Young ends season on high note
He saddles four on Friday and Sunday
He got moving late but he certainly closed in well.
We're talking about trainer Young Keah Yong - or KY Young, as he is better known in racing circles.
When he saddled Mon Energy to win the second event at Kranji on Sunday, it confirmed one thing. The hard work is paying off.
It's never easy to win on debut but that's what Mon Energy did. And for Young, it would be the end of a great weekend.
He had saddled his fourth winner over the final two days of racing.
A treble on Friday and this one on Sunday.
Young's treble on Friday came courtesy of Gratus in Race 2, Sierra Conqueror in the sixth and Pegasus Junior in Race 7.

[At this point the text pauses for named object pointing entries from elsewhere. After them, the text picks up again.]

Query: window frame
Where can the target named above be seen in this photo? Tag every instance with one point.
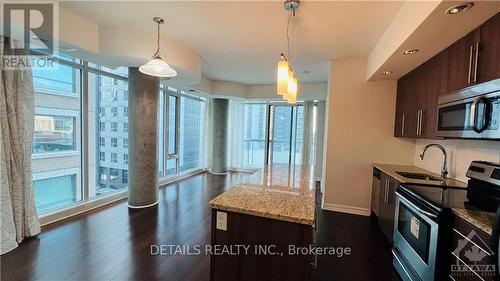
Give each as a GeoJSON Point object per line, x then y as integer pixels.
{"type": "Point", "coordinates": [54, 112]}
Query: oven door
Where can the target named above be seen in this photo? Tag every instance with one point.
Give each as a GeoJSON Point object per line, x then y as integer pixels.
{"type": "Point", "coordinates": [474, 117]}
{"type": "Point", "coordinates": [415, 240]}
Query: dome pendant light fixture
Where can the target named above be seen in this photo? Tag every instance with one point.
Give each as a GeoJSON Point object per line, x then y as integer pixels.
{"type": "Point", "coordinates": [157, 66]}
{"type": "Point", "coordinates": [286, 86]}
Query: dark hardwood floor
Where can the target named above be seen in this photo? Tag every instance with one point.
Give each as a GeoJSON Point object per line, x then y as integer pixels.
{"type": "Point", "coordinates": [114, 243]}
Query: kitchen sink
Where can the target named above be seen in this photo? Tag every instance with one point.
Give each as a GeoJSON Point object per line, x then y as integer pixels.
{"type": "Point", "coordinates": [418, 176]}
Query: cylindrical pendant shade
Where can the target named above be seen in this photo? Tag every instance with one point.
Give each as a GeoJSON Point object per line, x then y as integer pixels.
{"type": "Point", "coordinates": [283, 72]}
{"type": "Point", "coordinates": [292, 90]}
{"type": "Point", "coordinates": [159, 68]}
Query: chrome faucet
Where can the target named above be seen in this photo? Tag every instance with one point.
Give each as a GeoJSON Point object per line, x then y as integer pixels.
{"type": "Point", "coordinates": [444, 170]}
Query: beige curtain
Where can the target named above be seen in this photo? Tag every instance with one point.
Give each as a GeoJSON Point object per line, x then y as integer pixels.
{"type": "Point", "coordinates": [18, 217]}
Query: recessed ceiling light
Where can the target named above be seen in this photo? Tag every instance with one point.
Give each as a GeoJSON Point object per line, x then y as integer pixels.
{"type": "Point", "coordinates": [459, 8]}
{"type": "Point", "coordinates": [410, 52]}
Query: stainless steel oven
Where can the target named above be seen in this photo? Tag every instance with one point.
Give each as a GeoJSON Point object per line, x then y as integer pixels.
{"type": "Point", "coordinates": [470, 114]}
{"type": "Point", "coordinates": [415, 240]}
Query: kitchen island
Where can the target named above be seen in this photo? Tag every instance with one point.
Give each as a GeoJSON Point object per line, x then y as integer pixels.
{"type": "Point", "coordinates": [270, 217]}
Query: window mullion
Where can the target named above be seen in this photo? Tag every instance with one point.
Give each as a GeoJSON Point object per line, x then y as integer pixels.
{"type": "Point", "coordinates": [85, 132]}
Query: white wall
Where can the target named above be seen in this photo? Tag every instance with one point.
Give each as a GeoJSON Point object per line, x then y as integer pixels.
{"type": "Point", "coordinates": [359, 131]}
{"type": "Point", "coordinates": [460, 154]}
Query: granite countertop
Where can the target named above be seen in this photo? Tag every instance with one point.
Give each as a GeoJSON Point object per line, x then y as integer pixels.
{"type": "Point", "coordinates": [391, 170]}
{"type": "Point", "coordinates": [480, 219]}
{"type": "Point", "coordinates": [279, 192]}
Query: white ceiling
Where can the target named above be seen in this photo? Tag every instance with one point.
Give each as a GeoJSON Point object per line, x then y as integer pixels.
{"type": "Point", "coordinates": [240, 41]}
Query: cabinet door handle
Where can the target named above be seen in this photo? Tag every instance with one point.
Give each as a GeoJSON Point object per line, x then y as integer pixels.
{"type": "Point", "coordinates": [418, 121]}
{"type": "Point", "coordinates": [475, 62]}
{"type": "Point", "coordinates": [403, 125]}
{"type": "Point", "coordinates": [387, 191]}
{"type": "Point", "coordinates": [470, 64]}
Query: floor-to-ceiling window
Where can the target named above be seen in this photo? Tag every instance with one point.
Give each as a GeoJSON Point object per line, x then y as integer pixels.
{"type": "Point", "coordinates": [182, 132]}
{"type": "Point", "coordinates": [263, 133]}
{"type": "Point", "coordinates": [192, 113]}
{"type": "Point", "coordinates": [56, 158]}
{"type": "Point", "coordinates": [254, 135]}
{"type": "Point", "coordinates": [285, 134]}
{"type": "Point", "coordinates": [66, 134]}
{"type": "Point", "coordinates": [108, 130]}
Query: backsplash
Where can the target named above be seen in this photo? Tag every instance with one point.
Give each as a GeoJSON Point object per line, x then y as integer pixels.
{"type": "Point", "coordinates": [460, 155]}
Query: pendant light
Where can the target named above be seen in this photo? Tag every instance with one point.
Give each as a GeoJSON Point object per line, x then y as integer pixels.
{"type": "Point", "coordinates": [157, 66]}
{"type": "Point", "coordinates": [286, 85]}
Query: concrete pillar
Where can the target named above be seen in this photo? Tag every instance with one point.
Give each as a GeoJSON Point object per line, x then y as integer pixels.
{"type": "Point", "coordinates": [220, 113]}
{"type": "Point", "coordinates": [143, 171]}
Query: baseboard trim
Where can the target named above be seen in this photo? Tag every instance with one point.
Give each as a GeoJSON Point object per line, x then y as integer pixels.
{"type": "Point", "coordinates": [347, 209]}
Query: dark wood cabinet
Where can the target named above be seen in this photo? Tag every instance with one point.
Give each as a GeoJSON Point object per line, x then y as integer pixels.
{"type": "Point", "coordinates": [473, 59]}
{"type": "Point", "coordinates": [265, 240]}
{"type": "Point", "coordinates": [488, 64]}
{"type": "Point", "coordinates": [471, 254]}
{"type": "Point", "coordinates": [387, 200]}
{"type": "Point", "coordinates": [405, 124]}
{"type": "Point", "coordinates": [462, 56]}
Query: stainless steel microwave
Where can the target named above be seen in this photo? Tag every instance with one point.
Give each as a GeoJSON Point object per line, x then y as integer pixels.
{"type": "Point", "coordinates": [473, 113]}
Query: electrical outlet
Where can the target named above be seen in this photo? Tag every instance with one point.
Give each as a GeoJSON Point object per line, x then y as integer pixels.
{"type": "Point", "coordinates": [221, 222]}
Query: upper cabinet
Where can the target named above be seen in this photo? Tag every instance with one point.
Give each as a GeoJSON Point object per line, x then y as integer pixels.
{"type": "Point", "coordinates": [473, 59]}
{"type": "Point", "coordinates": [462, 57]}
{"type": "Point", "coordinates": [405, 122]}
{"type": "Point", "coordinates": [488, 63]}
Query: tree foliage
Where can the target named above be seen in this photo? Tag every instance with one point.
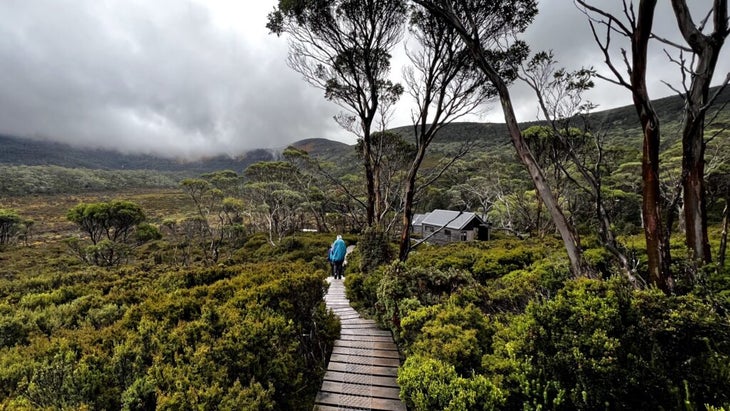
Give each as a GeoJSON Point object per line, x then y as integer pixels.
{"type": "Point", "coordinates": [109, 226]}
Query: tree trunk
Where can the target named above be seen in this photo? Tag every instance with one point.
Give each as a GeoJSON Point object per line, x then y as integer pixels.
{"type": "Point", "coordinates": [723, 237]}
{"type": "Point", "coordinates": [707, 50]}
{"type": "Point", "coordinates": [409, 195]}
{"type": "Point", "coordinates": [369, 175]}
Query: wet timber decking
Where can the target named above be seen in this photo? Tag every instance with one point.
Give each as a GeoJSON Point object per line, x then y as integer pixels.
{"type": "Point", "coordinates": [364, 363]}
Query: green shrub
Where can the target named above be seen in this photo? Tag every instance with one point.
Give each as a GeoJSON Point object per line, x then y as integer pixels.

It was just a week earlier - on Dec 2 - the 40-year-old punched in a double with My Dreamliner taking out the Restricted Maiden event and Ol Mate Buzzer winning the fifth.
As for Ol Mate Buzzer, who was ridden by Michael Rodd, it was a race-to-race double which served to put on notice Young's ability to get his horses to hold form.

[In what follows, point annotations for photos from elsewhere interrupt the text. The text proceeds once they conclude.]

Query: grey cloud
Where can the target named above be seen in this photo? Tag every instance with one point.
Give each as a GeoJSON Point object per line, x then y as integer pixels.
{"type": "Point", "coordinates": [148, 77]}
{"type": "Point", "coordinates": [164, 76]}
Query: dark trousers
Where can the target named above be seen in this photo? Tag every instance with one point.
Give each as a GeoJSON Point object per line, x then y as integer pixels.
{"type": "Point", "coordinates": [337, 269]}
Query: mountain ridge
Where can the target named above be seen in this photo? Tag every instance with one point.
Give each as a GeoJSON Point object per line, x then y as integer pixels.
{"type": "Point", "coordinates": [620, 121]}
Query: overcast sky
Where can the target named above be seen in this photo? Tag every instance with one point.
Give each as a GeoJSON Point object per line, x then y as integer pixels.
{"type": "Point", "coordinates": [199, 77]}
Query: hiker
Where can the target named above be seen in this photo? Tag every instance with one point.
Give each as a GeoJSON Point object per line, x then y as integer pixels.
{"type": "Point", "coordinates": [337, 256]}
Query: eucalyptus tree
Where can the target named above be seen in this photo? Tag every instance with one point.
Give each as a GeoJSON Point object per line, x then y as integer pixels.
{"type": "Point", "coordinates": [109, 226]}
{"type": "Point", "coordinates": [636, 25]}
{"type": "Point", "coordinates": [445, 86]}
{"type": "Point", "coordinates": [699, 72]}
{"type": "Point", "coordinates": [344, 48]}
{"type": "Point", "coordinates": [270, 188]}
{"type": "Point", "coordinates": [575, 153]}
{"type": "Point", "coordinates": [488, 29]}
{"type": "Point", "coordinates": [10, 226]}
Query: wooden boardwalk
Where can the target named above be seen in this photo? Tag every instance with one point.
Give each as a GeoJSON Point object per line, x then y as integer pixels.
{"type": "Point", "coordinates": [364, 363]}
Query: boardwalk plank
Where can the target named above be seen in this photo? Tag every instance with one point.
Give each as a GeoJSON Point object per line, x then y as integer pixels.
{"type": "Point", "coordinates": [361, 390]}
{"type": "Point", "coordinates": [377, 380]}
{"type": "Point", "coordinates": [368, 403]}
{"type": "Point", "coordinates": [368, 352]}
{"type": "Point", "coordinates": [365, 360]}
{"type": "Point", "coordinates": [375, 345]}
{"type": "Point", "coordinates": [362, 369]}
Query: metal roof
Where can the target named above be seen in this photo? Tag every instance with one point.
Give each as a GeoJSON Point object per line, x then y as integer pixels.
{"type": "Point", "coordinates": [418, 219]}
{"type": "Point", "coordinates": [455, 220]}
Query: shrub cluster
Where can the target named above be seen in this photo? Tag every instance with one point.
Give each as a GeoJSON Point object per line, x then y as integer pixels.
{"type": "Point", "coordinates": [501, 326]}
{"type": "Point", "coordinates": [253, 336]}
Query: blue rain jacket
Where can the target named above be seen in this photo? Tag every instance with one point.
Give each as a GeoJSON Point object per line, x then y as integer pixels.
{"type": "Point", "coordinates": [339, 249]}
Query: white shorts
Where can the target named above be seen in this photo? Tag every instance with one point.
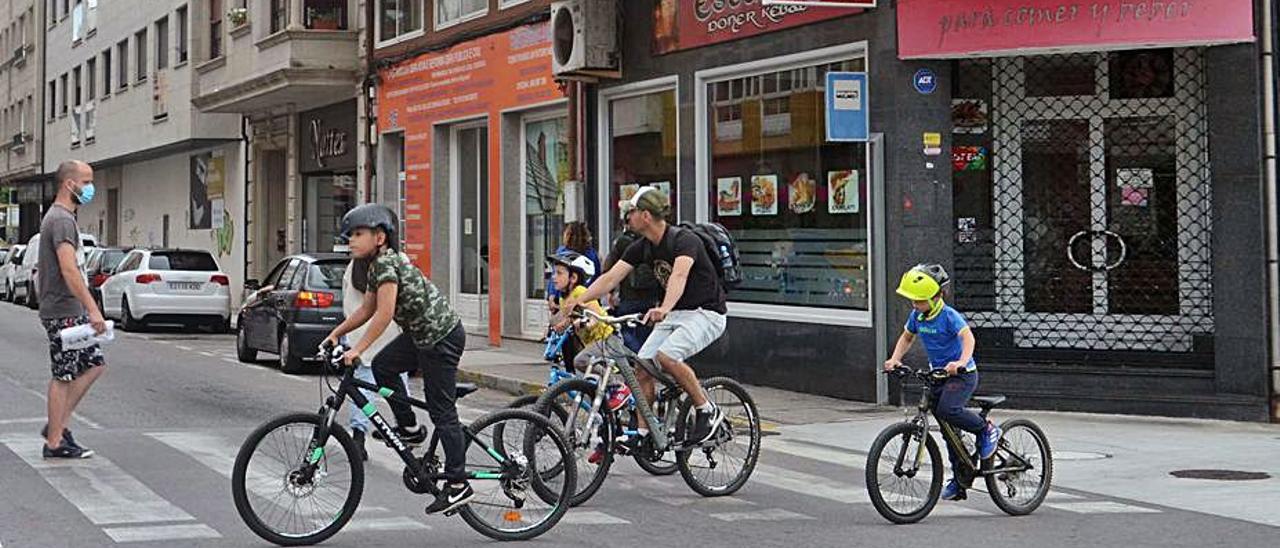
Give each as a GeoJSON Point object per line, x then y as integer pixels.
{"type": "Point", "coordinates": [684, 333]}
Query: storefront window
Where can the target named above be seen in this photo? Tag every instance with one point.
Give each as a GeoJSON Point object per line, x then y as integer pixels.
{"type": "Point", "coordinates": [545, 172]}
{"type": "Point", "coordinates": [328, 199]}
{"type": "Point", "coordinates": [641, 149]}
{"type": "Point", "coordinates": [795, 204]}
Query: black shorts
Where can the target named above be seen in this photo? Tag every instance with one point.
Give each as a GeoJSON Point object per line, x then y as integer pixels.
{"type": "Point", "coordinates": [69, 364]}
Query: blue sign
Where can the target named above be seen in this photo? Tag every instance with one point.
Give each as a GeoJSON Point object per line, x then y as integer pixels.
{"type": "Point", "coordinates": [846, 106]}
{"type": "Point", "coordinates": [924, 81]}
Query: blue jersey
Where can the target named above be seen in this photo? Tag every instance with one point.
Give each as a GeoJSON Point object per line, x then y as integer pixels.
{"type": "Point", "coordinates": [941, 336]}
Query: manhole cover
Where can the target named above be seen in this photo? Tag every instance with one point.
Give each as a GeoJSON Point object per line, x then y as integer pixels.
{"type": "Point", "coordinates": [1079, 456]}
{"type": "Point", "coordinates": [1221, 475]}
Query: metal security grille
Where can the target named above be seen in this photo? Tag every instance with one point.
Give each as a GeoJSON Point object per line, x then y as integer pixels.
{"type": "Point", "coordinates": [1083, 200]}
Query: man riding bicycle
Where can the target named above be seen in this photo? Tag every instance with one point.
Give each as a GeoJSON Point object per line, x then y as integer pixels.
{"type": "Point", "coordinates": [693, 313]}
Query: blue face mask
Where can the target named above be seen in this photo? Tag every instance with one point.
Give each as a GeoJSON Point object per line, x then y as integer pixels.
{"type": "Point", "coordinates": [85, 195]}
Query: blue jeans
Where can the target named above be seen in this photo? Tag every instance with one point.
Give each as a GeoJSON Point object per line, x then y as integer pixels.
{"type": "Point", "coordinates": [950, 406]}
{"type": "Point", "coordinates": [634, 337]}
{"type": "Point", "coordinates": [359, 421]}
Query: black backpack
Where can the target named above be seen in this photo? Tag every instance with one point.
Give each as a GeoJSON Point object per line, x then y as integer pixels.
{"type": "Point", "coordinates": [721, 250]}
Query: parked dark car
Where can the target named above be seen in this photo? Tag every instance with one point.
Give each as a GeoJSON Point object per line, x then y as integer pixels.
{"type": "Point", "coordinates": [99, 266]}
{"type": "Point", "coordinates": [292, 310]}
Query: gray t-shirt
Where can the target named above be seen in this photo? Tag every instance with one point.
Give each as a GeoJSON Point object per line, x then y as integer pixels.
{"type": "Point", "coordinates": [55, 297]}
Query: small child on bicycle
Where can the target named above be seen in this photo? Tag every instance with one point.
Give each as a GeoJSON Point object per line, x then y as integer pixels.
{"type": "Point", "coordinates": [950, 343]}
{"type": "Point", "coordinates": [433, 341]}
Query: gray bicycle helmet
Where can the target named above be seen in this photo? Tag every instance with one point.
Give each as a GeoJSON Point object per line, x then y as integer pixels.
{"type": "Point", "coordinates": [371, 215]}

But what really caught the attention were the victories of Sierra Conqueror, My Dreamliner and Mon Energy.
All three won on debut which tells us one thing. In the season to come, keep a close watch on Young's newbies. They could be the way to go.
If ever there was an easy winner, it had to be My Dreamliner. He won by 2½ lengths.
A bargain buy at just $8,000, the son of Dream Ahead, could - like his name does suggest - be flying high in 2019.
In these days of big spending at the sales, Mon Energy was another bargain buy, costing just $24,000. But, like they say, it's not how much you pay - but what you're buying.
And in Mon Energy and My Dreamliner, the owners seem to have found that one thing that's invisible in the sales ring - desire.
Indeed, to Mon Energy's owner, Singapore Athletics chief Tang Weng Fei, his three-year-old must now look like a gold medal.
Like his rider Vlad Duric said: "Mon Energy is going to be a nice bread and butter horse."
Young began training in July last year, making this his first full season.
But he has been no stranger to the business.
He started out as a syce with trainer Charles Leck. That was in 2001 and he had a stint with David Kok before becoming assistant trainer to Desmond Koh in 2012.
An unassuming chap, Young doesn't clonk you over the head in those post-race interviews. Instead he's quiet and, like when reaching for a pearl in an oyster, interviewers sometimes have dig hard for a gem or two.
It's like he prefers to let his deeds to the talking.
This season, Young saddled 35 winners, 22 seconds and 25 thirds - and he's just getting started.